Like Mother, Like Son

Erin: How was your day at school, Will?
Will: Fine.
Erin: What did you work on with Mrs. T.?
Will: Reading.
Erin: What did you read?
Will: A book.
Erin: Tell me about your book.
Will: I can't remember.

More often than not, Will answered my open-ended questions about school with as few words as possible. I found his responses perplexing because if I ask him questions about anything except school - even academic topics - he can talk at me for hours. Will loved his teachers, classmates, and the majority of subjects they covered during his first grade year, so I suspect his tendency toward sharing minimal information may have had to do with the exhaustion he felt at the end of the day.

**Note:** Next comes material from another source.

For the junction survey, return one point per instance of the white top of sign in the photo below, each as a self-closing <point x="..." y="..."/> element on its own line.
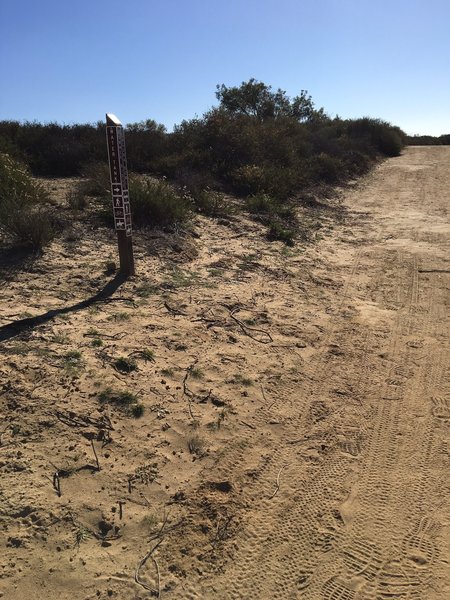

Because Will wouldn't/couldn't provide me with a complete picture of first grade, I did my best to fill in the blanks by reading through all of the notes and work sent home in Will's folder and checking in regularly with Will's teachers. I hadn't grasped, however, the significant amount of writing Will had been doing in class until, on the last day of school, his folder came home overflowing with more than 40 single-page stories, essays, and reports he'd written over the course of the semester.

I started skimming through Will's writing, and just as my mom had laughed out loud when she read my 4th grade piece, "A Day at the Beach", I laughed out loud when I read what Will had written.

Why, you ask?

Because 24 of the 40 or so pieces had been written about the weather. Will focused primarily on cold weather, ice, and snow (specifically blizzards), but he also wrote about the summer heat. (After extreme weather conditions, additional topics included becoming a cowboy, playing baseball, and waterskiing with his grandpa.)

It seems as though I may have passed my desire to write about the weather - although he seems to focus on a different season than I do - on to my eldest. Like mother, like son.

Blizzards
By Will Ferris

Blizzards are powerful winter storms. Sometimes they are strong enof (enough) to cancle (cancel) flits (flights) and close roads. Blizzards happen when warm air colapes (collapses) with cold air. This is called a front. It it is cold enof (enough) it can freeze in a Blizzard. Blizzards are freezing cold. And that's what I know about Blizzards!

Unlike his mother, however, Will - cheerful optimist that he is - writes about the season he clearly loves, rather than the season he can barely survive.